Following the informed consent procedure, participants completed the HADS, IES-R, MCQ-30, and CAS-1 and were allocated to a baseline period (range: 3–5 weeks). The same questionnaires (except for the MCQ-30) were administered at the end of the baseline to assess the stability of symptoms. Immediately before the first treatment session, participants completed the CEQ. They completed the CAS-1 at each treatment session. The full battery of measures was completed both posttreatment and at 6-month follow-up.

Intervention

Treatment followed a manualized protocol¹⁷ and was designed to be delivered over a maximum of 12 individual sessions, each 45–60 minutes in duration.
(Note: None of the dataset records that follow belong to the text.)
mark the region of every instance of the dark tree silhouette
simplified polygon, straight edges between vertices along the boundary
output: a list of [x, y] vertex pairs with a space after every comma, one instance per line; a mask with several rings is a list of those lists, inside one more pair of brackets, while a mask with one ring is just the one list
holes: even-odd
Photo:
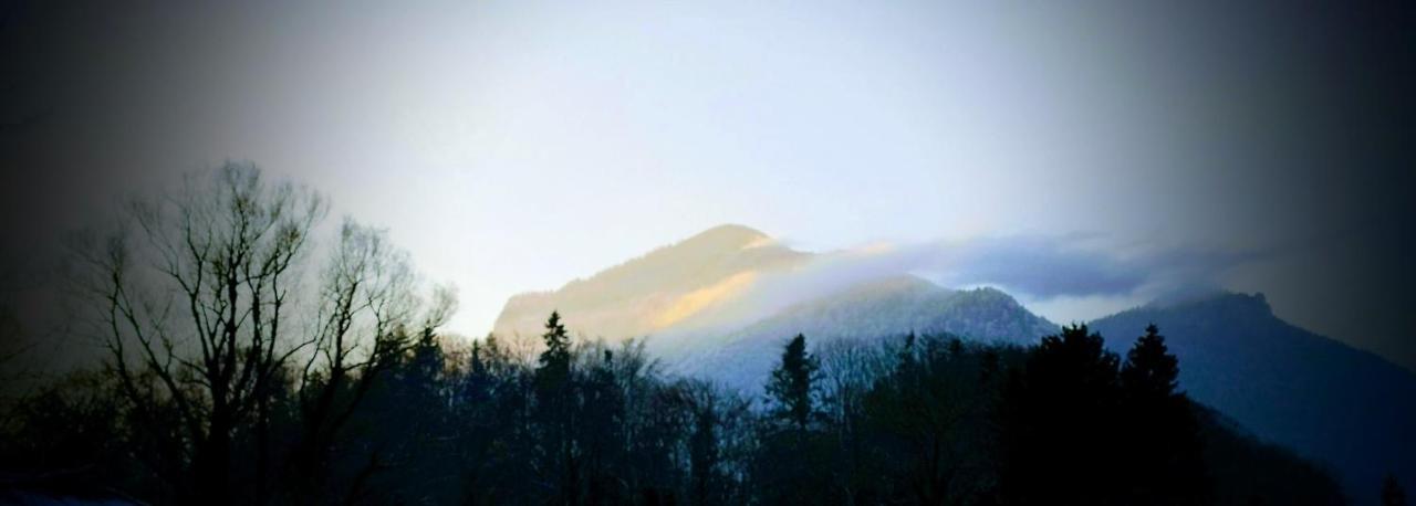
[[1130, 503], [1197, 505], [1208, 500], [1199, 427], [1189, 399], [1175, 392], [1180, 360], [1155, 325], [1121, 365], [1121, 461]]
[[1382, 481], [1382, 506], [1406, 506], [1406, 490], [1393, 475], [1386, 475]]
[[1003, 499], [1010, 505], [1113, 505], [1119, 358], [1086, 325], [1042, 338], [1000, 410]]
[[797, 334], [782, 351], [782, 362], [772, 370], [767, 397], [773, 416], [797, 431], [806, 431], [816, 418], [816, 389], [820, 363], [806, 351], [806, 336]]

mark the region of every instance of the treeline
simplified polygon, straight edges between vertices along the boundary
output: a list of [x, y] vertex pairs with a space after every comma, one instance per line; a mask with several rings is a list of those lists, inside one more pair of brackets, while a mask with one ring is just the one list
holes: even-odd
[[416, 336], [319, 445], [282, 375], [266, 434], [236, 421], [215, 485], [183, 457], [180, 417], [137, 413], [112, 372], [16, 406], [3, 457], [11, 488], [159, 503], [1342, 503], [1321, 469], [1177, 393], [1177, 372], [1154, 326], [1124, 359], [1085, 326], [1028, 349], [813, 353], [796, 336], [760, 393], [732, 393], [660, 373], [633, 342], [572, 342], [551, 315], [539, 353]]

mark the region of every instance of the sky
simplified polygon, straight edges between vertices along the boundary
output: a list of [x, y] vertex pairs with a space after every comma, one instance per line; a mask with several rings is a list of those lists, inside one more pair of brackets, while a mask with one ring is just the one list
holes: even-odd
[[[387, 228], [457, 287], [464, 335], [511, 294], [743, 223], [817, 252], [1086, 245], [1416, 367], [1412, 7], [3, 8], [13, 257], [249, 160]], [[1076, 321], [1157, 293], [1020, 297]]]

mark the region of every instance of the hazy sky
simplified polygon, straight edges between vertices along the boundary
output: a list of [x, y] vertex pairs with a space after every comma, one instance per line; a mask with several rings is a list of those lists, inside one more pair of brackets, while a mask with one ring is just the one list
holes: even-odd
[[387, 226], [463, 334], [725, 222], [810, 250], [1086, 237], [1243, 257], [1214, 281], [1416, 366], [1410, 8], [1138, 4], [20, 4], [4, 226], [44, 245], [251, 160]]

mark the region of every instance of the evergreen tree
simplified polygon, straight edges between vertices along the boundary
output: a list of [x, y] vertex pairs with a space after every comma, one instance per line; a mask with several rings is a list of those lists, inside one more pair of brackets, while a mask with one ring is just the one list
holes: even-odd
[[1395, 475], [1386, 475], [1382, 481], [1382, 506], [1406, 506], [1406, 490], [1402, 490]]
[[772, 370], [767, 396], [775, 401], [773, 416], [797, 431], [806, 431], [816, 417], [813, 382], [820, 365], [806, 351], [806, 336], [797, 334], [782, 351], [782, 363]]
[[1121, 469], [1131, 503], [1195, 505], [1208, 483], [1189, 399], [1175, 392], [1180, 362], [1155, 325], [1126, 353], [1121, 386]]
[[575, 505], [581, 498], [581, 462], [575, 444], [576, 406], [571, 377], [571, 338], [552, 311], [541, 335], [545, 351], [535, 370], [535, 424], [539, 437], [535, 452], [542, 479], [555, 483], [552, 502]]
[[1114, 505], [1117, 365], [1086, 325], [1042, 338], [1000, 407], [1010, 505]]

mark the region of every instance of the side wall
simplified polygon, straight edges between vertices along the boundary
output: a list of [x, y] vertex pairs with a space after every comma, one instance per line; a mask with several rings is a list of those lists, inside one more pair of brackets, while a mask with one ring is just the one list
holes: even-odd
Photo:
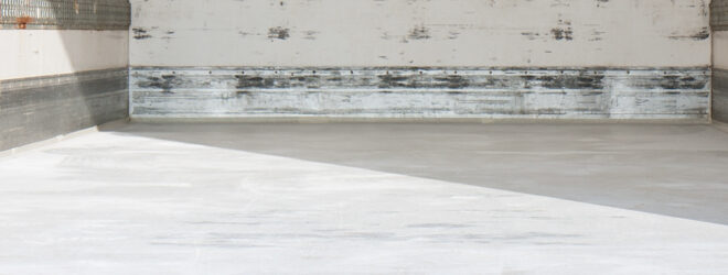
[[132, 0], [133, 118], [707, 119], [708, 0]]
[[128, 114], [126, 0], [0, 0], [0, 151]]
[[713, 118], [728, 122], [728, 0], [713, 0]]

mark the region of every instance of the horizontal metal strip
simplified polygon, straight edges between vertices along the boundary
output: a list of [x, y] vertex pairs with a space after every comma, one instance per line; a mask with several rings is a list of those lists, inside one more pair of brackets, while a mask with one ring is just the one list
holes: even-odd
[[132, 69], [131, 89], [709, 90], [710, 70]]

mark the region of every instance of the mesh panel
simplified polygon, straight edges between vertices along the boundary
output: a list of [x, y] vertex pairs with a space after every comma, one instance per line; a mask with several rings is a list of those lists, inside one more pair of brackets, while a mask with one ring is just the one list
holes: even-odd
[[4, 29], [127, 30], [127, 0], [0, 0]]

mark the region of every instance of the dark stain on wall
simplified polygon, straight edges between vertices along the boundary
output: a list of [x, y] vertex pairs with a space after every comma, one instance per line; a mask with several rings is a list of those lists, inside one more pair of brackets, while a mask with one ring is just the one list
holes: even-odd
[[571, 29], [571, 21], [559, 20], [558, 21], [558, 26], [552, 29], [550, 33], [552, 33], [552, 36], [554, 37], [554, 40], [572, 41], [574, 40], [574, 29]]
[[15, 19], [15, 23], [18, 23], [18, 29], [20, 30], [25, 30], [31, 22], [33, 22], [33, 19], [30, 16], [20, 16]]
[[409, 34], [407, 34], [407, 37], [410, 40], [429, 40], [430, 36], [430, 29], [425, 26], [425, 24], [417, 25], [409, 30]]
[[694, 41], [703, 41], [707, 40], [710, 37], [710, 30], [708, 28], [703, 28], [699, 31], [688, 34], [688, 35], [671, 35], [671, 40], [694, 40]]
[[290, 29], [286, 29], [282, 26], [275, 26], [268, 29], [268, 38], [271, 40], [287, 40], [290, 37]]
[[549, 89], [603, 89], [603, 75], [555, 75], [539, 76], [533, 80], [537, 81], [534, 86], [540, 86]]
[[709, 81], [708, 79], [697, 79], [692, 76], [677, 76], [666, 75], [660, 78], [651, 79], [651, 82], [659, 85], [666, 90], [682, 90], [682, 89], [703, 89]]
[[156, 88], [162, 89], [164, 94], [173, 94], [172, 89], [182, 85], [182, 79], [179, 79], [175, 75], [162, 75], [161, 77], [147, 77], [146, 80], [137, 82], [140, 88]]

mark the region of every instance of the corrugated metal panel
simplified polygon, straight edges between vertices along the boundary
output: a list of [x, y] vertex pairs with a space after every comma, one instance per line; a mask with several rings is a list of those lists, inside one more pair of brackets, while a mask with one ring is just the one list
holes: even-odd
[[128, 116], [127, 68], [0, 80], [0, 151]]
[[728, 0], [713, 0], [710, 25], [715, 31], [728, 31]]
[[0, 0], [2, 29], [127, 30], [127, 0]]

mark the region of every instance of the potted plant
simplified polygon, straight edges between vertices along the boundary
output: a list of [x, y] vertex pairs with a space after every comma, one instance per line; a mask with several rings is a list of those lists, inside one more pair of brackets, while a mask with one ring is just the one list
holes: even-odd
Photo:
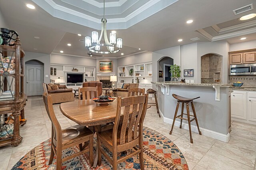
[[172, 78], [176, 78], [178, 81], [178, 79], [180, 77], [180, 66], [176, 64], [171, 65], [170, 72], [171, 73], [171, 81]]

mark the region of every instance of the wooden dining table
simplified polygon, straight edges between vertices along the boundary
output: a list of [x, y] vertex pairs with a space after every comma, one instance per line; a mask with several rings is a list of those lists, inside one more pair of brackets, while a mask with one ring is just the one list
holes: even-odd
[[[107, 106], [100, 106], [91, 99], [76, 101], [62, 103], [60, 109], [63, 115], [70, 120], [89, 127], [94, 132], [98, 132], [105, 128], [102, 127], [102, 125], [115, 121], [117, 99], [108, 103]], [[97, 166], [98, 149], [96, 148], [94, 162], [94, 168]]]

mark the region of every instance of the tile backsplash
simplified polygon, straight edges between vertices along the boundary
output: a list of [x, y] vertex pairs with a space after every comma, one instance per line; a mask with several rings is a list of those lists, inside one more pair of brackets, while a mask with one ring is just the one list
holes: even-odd
[[244, 83], [243, 86], [256, 86], [256, 75], [230, 75], [229, 79], [231, 84], [240, 81]]

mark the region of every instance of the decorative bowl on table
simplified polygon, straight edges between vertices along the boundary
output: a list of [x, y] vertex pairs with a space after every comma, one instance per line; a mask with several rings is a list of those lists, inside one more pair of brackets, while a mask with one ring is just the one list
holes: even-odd
[[107, 106], [108, 105], [108, 103], [106, 103], [113, 101], [115, 99], [108, 96], [101, 96], [98, 97], [94, 97], [92, 100], [95, 102], [100, 103], [100, 106]]
[[235, 87], [241, 87], [244, 84], [242, 83], [234, 83], [233, 85]]

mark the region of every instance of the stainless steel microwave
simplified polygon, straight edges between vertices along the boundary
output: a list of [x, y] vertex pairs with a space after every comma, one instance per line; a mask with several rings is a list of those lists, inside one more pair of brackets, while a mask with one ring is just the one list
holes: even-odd
[[230, 75], [256, 75], [256, 64], [230, 65]]

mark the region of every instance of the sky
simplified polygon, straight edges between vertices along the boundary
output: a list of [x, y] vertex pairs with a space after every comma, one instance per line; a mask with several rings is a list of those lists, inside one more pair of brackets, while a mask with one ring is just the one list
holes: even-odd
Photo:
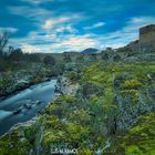
[[124, 46], [155, 23], [155, 0], [0, 0], [0, 32], [24, 52]]

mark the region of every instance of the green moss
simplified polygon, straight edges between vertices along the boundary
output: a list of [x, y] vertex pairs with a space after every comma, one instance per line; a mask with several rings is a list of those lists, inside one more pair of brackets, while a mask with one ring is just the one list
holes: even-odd
[[142, 116], [140, 122], [114, 138], [114, 143], [105, 154], [114, 152], [125, 155], [154, 155], [155, 154], [155, 113]]

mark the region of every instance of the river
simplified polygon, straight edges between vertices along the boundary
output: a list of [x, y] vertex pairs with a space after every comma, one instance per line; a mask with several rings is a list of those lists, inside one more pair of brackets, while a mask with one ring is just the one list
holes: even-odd
[[14, 124], [29, 121], [43, 110], [55, 96], [55, 84], [56, 80], [43, 82], [0, 101], [0, 136]]

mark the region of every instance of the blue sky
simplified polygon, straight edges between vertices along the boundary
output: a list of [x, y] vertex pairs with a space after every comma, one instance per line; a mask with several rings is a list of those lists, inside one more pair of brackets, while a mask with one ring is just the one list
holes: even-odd
[[0, 32], [24, 52], [118, 48], [155, 23], [155, 0], [0, 0]]

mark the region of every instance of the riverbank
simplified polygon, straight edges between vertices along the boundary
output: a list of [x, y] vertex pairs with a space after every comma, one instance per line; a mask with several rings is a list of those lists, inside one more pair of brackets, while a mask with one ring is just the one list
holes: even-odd
[[6, 72], [0, 75], [0, 101], [34, 84], [50, 81], [52, 78], [54, 78], [52, 69], [43, 66], [38, 70], [32, 68], [17, 72]]
[[0, 135], [14, 124], [27, 122], [38, 115], [54, 99], [56, 80], [31, 86], [0, 104]]

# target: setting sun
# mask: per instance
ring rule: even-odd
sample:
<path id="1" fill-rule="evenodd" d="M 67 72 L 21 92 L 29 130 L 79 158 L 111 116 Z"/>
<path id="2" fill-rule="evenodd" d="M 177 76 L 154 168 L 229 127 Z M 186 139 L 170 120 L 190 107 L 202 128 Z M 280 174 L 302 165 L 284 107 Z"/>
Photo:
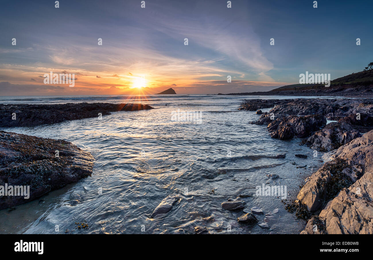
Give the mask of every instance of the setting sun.
<path id="1" fill-rule="evenodd" d="M 137 77 L 134 79 L 134 82 L 132 86 L 133 88 L 141 88 L 145 87 L 146 81 L 144 78 Z"/>

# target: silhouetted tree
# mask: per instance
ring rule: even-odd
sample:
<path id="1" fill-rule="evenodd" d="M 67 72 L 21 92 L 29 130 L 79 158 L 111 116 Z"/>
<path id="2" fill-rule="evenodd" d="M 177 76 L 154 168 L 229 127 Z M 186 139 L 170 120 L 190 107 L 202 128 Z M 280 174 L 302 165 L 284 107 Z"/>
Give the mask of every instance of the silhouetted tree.
<path id="1" fill-rule="evenodd" d="M 369 71 L 372 73 L 372 71 L 373 71 L 373 62 L 371 62 L 368 64 L 368 66 L 366 67 L 364 69 L 364 71 Z"/>

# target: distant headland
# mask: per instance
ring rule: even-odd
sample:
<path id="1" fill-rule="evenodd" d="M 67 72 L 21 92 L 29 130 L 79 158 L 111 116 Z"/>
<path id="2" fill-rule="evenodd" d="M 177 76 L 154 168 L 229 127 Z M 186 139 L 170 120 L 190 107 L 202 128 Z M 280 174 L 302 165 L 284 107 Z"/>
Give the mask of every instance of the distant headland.
<path id="1" fill-rule="evenodd" d="M 166 90 L 164 91 L 162 91 L 160 93 L 159 93 L 156 95 L 163 95 L 164 94 L 167 94 L 169 95 L 170 94 L 176 94 L 176 92 L 175 91 L 172 89 L 172 88 L 170 88 L 168 90 Z"/>

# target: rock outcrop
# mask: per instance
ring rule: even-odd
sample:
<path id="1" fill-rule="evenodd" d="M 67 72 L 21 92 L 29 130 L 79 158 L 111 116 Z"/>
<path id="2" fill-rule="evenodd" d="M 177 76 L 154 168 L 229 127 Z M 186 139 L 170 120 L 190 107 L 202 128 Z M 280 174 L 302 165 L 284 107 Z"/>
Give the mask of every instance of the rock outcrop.
<path id="1" fill-rule="evenodd" d="M 158 215 L 165 214 L 172 209 L 173 205 L 179 200 L 179 197 L 175 195 L 167 196 L 161 201 L 150 216 L 151 218 L 155 217 Z"/>
<path id="2" fill-rule="evenodd" d="M 319 115 L 304 116 L 290 115 L 275 119 L 269 123 L 267 128 L 271 137 L 285 140 L 294 137 L 306 137 L 326 123 L 325 117 Z"/>
<path id="3" fill-rule="evenodd" d="M 310 137 L 305 143 L 311 149 L 328 151 L 338 148 L 360 136 L 358 130 L 346 123 L 329 123 Z"/>
<path id="4" fill-rule="evenodd" d="M 91 176 L 93 160 L 91 154 L 69 142 L 0 131 L 0 209 Z M 15 195 L 21 187 L 24 195 Z"/>
<path id="5" fill-rule="evenodd" d="M 170 95 L 172 94 L 176 94 L 176 92 L 172 88 L 170 88 L 168 90 L 166 90 L 164 91 L 163 91 L 160 93 L 158 93 L 156 95 Z"/>
<path id="6" fill-rule="evenodd" d="M 53 104 L 0 104 L 0 126 L 11 127 L 60 123 L 110 115 L 115 111 L 153 109 L 141 104 L 78 103 Z"/>
<path id="7" fill-rule="evenodd" d="M 331 159 L 298 195 L 311 211 L 326 203 L 301 234 L 373 234 L 373 130 L 340 147 Z"/>

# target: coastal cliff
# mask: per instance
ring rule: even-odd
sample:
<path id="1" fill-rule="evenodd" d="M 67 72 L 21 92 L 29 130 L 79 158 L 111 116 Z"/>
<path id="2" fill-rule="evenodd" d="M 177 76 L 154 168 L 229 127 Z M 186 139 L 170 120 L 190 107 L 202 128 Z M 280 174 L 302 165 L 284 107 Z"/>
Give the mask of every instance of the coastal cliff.
<path id="1" fill-rule="evenodd" d="M 267 125 L 273 138 L 304 138 L 301 144 L 314 150 L 334 150 L 330 160 L 305 180 L 297 199 L 286 207 L 296 209 L 297 216 L 308 220 L 301 234 L 373 234 L 372 102 L 254 99 L 238 109 L 272 107 L 257 112 L 259 119 L 251 123 Z M 327 119 L 337 122 L 326 124 Z M 367 131 L 362 136 L 360 132 Z"/>
<path id="2" fill-rule="evenodd" d="M 0 209 L 90 176 L 94 160 L 69 142 L 0 131 Z"/>

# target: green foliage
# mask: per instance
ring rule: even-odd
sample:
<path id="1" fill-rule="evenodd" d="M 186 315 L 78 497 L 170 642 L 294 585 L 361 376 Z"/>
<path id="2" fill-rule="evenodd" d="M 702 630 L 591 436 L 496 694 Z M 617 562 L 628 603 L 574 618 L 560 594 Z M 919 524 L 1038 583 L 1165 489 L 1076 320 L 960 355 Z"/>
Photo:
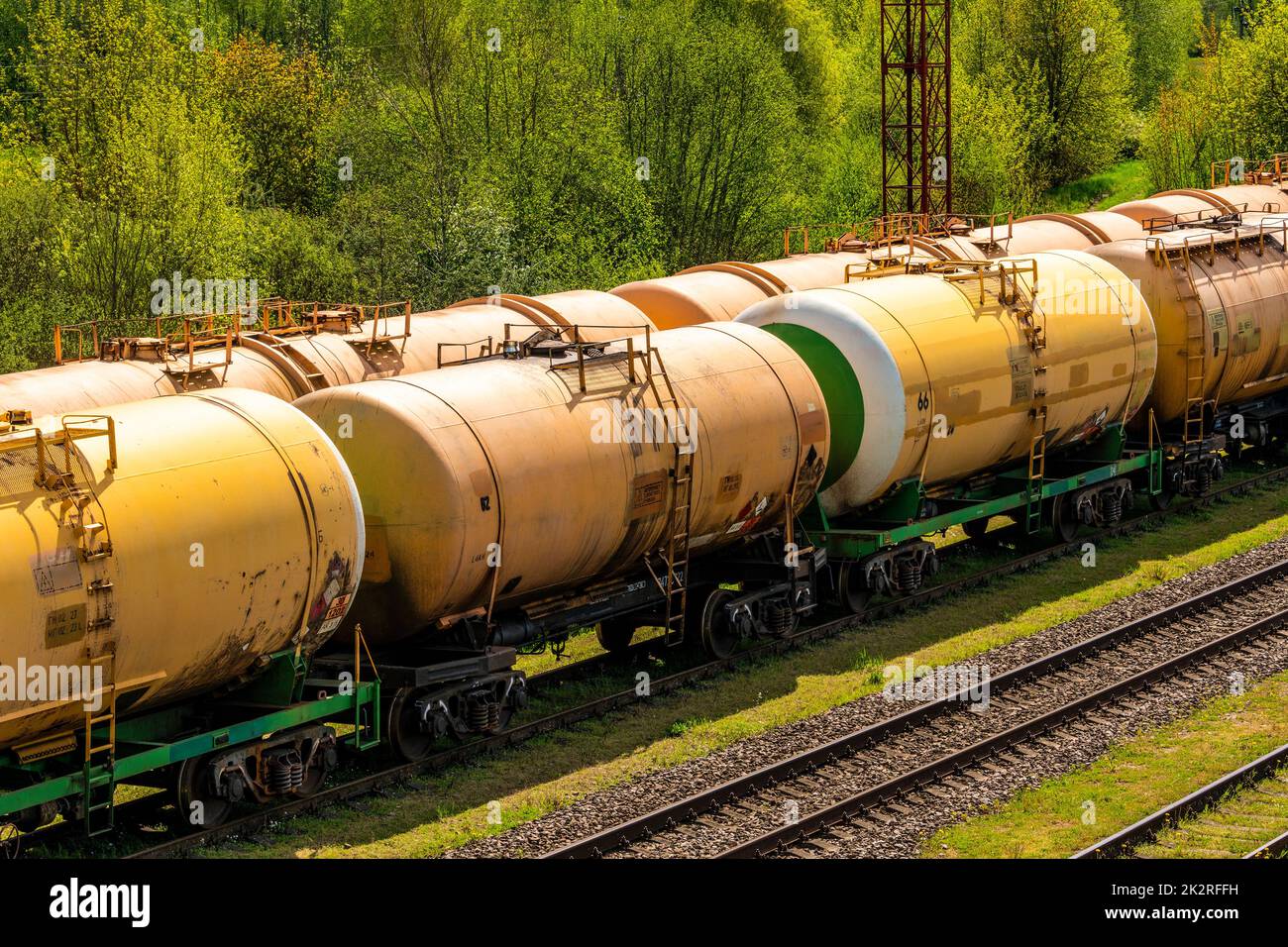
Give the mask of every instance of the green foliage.
<path id="1" fill-rule="evenodd" d="M 1011 90 L 1054 183 L 1110 165 L 1127 140 L 1131 43 L 1114 0 L 975 0 L 961 62 L 971 77 Z"/>
<path id="2" fill-rule="evenodd" d="M 1278 142 L 1288 28 L 1270 13 L 1264 45 L 1209 57 L 1261 70 L 1256 103 L 1170 88 L 1197 1 L 954 4 L 957 207 L 1023 213 L 1137 134 L 1151 174 L 1189 173 L 1233 147 L 1220 110 L 1247 111 L 1240 147 Z M 48 359 L 55 321 L 144 314 L 174 271 L 431 308 L 778 255 L 786 225 L 880 213 L 880 15 L 0 0 L 0 370 Z M 1133 113 L 1155 100 L 1160 122 Z M 1206 124 L 1180 134 L 1182 104 Z"/>
<path id="3" fill-rule="evenodd" d="M 1251 170 L 1288 142 L 1288 0 L 1260 4 L 1243 37 L 1212 24 L 1202 52 L 1142 134 L 1154 187 L 1207 187 L 1213 162 L 1242 158 Z"/>

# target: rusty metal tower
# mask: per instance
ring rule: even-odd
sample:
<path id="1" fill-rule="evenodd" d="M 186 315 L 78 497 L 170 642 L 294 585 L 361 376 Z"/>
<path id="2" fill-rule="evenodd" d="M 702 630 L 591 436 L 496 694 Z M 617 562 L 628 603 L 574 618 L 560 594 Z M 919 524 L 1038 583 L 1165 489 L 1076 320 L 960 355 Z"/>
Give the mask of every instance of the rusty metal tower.
<path id="1" fill-rule="evenodd" d="M 881 0 L 881 213 L 953 204 L 949 0 Z"/>

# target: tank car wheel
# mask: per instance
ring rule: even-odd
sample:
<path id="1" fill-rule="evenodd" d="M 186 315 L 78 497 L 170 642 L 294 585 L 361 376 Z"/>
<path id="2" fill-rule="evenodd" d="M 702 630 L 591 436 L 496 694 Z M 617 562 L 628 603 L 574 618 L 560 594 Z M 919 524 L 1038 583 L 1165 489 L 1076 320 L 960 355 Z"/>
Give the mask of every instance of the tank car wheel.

While the aim was to see participants weekly, there were 2–3 weeks between some sessions due to holidays or participants' illness and work commitments. Treatment could be terminated before the 12th session if the participant and therapist agreed that symptoms of emotional distress were no longer a problem. The treatment followed the same protocol for participants presenting with a range of symptoms, including anxiety, depression, and traumatic stress symptoms. All therapy was delivered by the second author (K.M., hereby referred to as “the therapist”), who was supervised by the first author (P.L.F.) for each participant to ensure adherence to the treatment protocol.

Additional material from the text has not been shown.